Rather than supporting students with my practical expertise, I have to narrow my own curriculum to address students’ anxiety regarding edTPA and answer logistical questions regarding the requirements and expectations, much of which they are not finding helpful to their practice.

Most of my students have expressed significant concerns with edTPA, including that it is not meaningful or supportive. It does not seamlessly blend into the diverse experiences student teachers are participating in throughout Connecticut classrooms, it is not encouraging students to try new strategies to address their organic classroom issues, and it certainly is not providing ongoing expert feedback based on multiple live observations.
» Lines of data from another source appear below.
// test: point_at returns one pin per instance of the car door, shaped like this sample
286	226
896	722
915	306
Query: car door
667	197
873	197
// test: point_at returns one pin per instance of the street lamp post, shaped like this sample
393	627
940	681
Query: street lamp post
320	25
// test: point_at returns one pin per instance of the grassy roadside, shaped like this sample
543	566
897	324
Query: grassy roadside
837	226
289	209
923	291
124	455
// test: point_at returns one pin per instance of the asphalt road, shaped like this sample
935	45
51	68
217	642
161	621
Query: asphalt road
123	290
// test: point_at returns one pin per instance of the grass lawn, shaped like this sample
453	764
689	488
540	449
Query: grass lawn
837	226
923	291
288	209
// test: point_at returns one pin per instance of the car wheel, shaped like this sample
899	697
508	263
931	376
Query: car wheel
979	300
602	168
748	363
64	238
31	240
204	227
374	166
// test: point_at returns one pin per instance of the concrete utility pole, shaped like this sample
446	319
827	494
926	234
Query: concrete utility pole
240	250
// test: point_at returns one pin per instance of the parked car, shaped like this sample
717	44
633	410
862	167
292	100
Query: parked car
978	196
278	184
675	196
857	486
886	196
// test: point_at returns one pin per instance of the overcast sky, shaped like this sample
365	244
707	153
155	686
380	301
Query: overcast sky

Instead, the edTPA creates a hyperfocus on a single, narrow measure due to its high-stakes nature. If we want quality teachers, the edTPA is not the way to get them. Rather than the time, energy, and funds necessary to support the edTPA, the state  and teacher preparation institutions can focus on pre-service and in-service differentiated training to support, and ultimately retain, Connecticut teachers who are entering or staying in the profession at a pace that will support the demand for them.

Without edTPA, I believe my colleagues and I could  better focus on attracting and supporting teachers into the shortage areas that already exacerbate the issues faced by many of our districts, especially those with high concentrations of students of color and students living in poverty. Much like an overemphasis on standardized testing has not narrowed the opportunity gap for students, neither does edTPA for rising teachers.

For these reasons, and from my professional opinion, and from the fact that edTPA is widely associated with negative outcomes in the far majority of peer-reviewed research studies, I ask the committee to eliminate the edTPA requirement for our future teachers of Connecticut.

Violet Jiménez Sims is an Assistant Clinical Professor at the University of Connecticut’s Neag School of Education.